10. Special categories: CSAM and terrorist content

Child sexual abuse material (CSAM). We have zero tolerance for CSAM. We may immediately remove or disable access, preserve relevant evidence where legally appropriate, report to the relevant hotline or authorities, and suspend or terminate the account. We do not require prior notice or a cure period for CSAM.

Terrorist content. We may immediately remove or disable access to terrorist content. Where we receive a valid removal order under Regulation (EU) 2021/784, we must be operationally ready to remove or disable access within the required one-hour timeframe and preserve the related records required by law.

11. Law-enforcement, regulator, court, registry, and registrar requests

We review formal requests before acting, verify the apparent legal basis, and escalate sensitive requests internally. We do not action informal takedown demands that lack a legal basis without applying the notice-and-action process.

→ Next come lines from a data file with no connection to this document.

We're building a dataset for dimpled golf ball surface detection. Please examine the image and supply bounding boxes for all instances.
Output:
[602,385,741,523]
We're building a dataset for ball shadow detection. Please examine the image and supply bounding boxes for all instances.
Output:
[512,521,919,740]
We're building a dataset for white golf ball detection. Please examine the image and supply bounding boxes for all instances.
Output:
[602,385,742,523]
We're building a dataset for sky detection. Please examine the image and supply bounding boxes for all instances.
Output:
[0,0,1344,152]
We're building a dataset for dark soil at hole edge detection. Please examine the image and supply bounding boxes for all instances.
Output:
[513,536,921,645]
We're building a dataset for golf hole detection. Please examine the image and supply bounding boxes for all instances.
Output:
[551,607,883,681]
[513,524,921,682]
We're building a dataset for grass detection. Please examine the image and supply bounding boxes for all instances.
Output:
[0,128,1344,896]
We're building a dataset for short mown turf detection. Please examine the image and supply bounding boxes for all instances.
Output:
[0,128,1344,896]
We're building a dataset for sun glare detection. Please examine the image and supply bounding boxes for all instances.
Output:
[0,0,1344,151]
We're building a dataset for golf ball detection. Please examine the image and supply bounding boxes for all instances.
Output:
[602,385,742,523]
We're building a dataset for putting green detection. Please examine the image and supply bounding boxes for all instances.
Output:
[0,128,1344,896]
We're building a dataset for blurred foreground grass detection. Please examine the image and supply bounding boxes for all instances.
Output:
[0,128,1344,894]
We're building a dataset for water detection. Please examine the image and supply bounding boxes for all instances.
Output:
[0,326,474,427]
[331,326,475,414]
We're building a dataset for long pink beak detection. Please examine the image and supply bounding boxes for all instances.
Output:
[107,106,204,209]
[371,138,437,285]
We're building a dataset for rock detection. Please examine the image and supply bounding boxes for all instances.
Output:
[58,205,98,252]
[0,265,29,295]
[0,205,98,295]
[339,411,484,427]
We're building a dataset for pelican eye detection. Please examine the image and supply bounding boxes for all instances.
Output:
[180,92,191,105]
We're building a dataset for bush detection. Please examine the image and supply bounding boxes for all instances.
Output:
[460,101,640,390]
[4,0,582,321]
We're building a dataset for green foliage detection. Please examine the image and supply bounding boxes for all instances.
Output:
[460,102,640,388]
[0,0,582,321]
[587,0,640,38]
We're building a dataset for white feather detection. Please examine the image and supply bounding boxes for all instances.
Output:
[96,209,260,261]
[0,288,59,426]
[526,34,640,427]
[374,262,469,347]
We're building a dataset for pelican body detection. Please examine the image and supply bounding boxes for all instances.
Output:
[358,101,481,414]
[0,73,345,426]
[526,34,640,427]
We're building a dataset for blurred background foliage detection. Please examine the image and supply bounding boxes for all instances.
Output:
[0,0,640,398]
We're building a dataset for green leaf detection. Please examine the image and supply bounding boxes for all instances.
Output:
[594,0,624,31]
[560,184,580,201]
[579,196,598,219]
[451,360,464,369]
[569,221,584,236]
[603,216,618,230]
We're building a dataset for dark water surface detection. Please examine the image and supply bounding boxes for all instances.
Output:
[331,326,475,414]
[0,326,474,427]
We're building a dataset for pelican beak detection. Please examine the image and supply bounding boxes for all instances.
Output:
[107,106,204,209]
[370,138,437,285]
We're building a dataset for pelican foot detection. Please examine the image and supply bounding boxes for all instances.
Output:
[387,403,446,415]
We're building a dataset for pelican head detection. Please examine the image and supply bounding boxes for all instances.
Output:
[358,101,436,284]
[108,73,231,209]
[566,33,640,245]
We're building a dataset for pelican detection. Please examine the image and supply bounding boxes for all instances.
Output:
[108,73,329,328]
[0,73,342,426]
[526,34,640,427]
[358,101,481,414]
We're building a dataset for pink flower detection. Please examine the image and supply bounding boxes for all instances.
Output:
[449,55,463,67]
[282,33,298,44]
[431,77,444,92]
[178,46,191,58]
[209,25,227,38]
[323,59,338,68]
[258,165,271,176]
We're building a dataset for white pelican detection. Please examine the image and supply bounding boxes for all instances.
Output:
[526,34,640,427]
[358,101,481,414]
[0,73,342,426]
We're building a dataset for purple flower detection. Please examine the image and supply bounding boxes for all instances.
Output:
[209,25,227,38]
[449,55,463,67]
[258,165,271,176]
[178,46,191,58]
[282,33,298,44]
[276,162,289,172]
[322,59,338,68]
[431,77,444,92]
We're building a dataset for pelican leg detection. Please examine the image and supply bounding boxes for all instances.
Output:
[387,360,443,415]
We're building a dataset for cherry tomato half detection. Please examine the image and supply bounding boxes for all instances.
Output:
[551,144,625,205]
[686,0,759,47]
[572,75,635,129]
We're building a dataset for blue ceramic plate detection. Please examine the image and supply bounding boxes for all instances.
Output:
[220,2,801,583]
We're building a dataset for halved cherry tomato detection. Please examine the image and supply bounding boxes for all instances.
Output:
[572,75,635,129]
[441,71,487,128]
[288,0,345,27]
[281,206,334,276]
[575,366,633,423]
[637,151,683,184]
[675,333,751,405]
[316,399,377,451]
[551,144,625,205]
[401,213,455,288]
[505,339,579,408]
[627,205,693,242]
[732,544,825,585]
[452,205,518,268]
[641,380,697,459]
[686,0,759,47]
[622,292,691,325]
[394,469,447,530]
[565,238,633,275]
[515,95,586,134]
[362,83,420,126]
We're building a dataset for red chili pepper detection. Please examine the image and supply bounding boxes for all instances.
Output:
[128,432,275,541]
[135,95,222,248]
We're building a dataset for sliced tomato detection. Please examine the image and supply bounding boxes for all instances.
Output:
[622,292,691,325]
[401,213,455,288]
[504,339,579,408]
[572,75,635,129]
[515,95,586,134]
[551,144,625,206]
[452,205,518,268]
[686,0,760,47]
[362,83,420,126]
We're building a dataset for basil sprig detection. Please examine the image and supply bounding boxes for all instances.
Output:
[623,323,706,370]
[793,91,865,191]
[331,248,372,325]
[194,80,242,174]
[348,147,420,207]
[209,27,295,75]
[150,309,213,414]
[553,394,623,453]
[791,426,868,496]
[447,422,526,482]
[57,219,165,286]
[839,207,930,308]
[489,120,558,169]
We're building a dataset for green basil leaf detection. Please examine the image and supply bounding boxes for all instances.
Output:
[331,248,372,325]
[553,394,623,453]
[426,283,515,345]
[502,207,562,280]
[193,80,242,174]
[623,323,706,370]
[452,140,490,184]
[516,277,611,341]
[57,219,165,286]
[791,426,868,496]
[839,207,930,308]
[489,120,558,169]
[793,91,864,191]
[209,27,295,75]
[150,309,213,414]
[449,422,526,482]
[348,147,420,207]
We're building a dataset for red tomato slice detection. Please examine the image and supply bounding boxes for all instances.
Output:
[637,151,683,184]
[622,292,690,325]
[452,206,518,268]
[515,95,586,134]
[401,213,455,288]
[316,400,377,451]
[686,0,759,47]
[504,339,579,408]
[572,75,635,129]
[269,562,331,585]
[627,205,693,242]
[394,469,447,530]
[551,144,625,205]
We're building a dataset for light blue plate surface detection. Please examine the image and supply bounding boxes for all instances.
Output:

We may disclose information, restrict content, suspend services, or preserve records where required by law, court order, competent authority order, registry or registrar policy, or to establish, exercise, or defend legal claims.

12. Changes to this AUP

We may update this AUP for legal, security, operational, or abuse-prevention reasons. For material changes that negatively affect you, we will give reasonable prior notice and, where required by consumer law or the Terms, a right to terminate before the change takes effect. Urgent legal, security, or abuse-prevention changes may take effect immediately.

13. Legal basis note

This AUP is designed around the hosting-provider rules in the Digital Services Act, including hosting liability, no general monitoring, notice-and-action, and statements of reasons; the EU Terrorist Content Online Regulation; Dutch and EU anti-spam rules; Dutch/EU unfair-terms constraints on suspension; and applicable registry and registrar flow-down rules.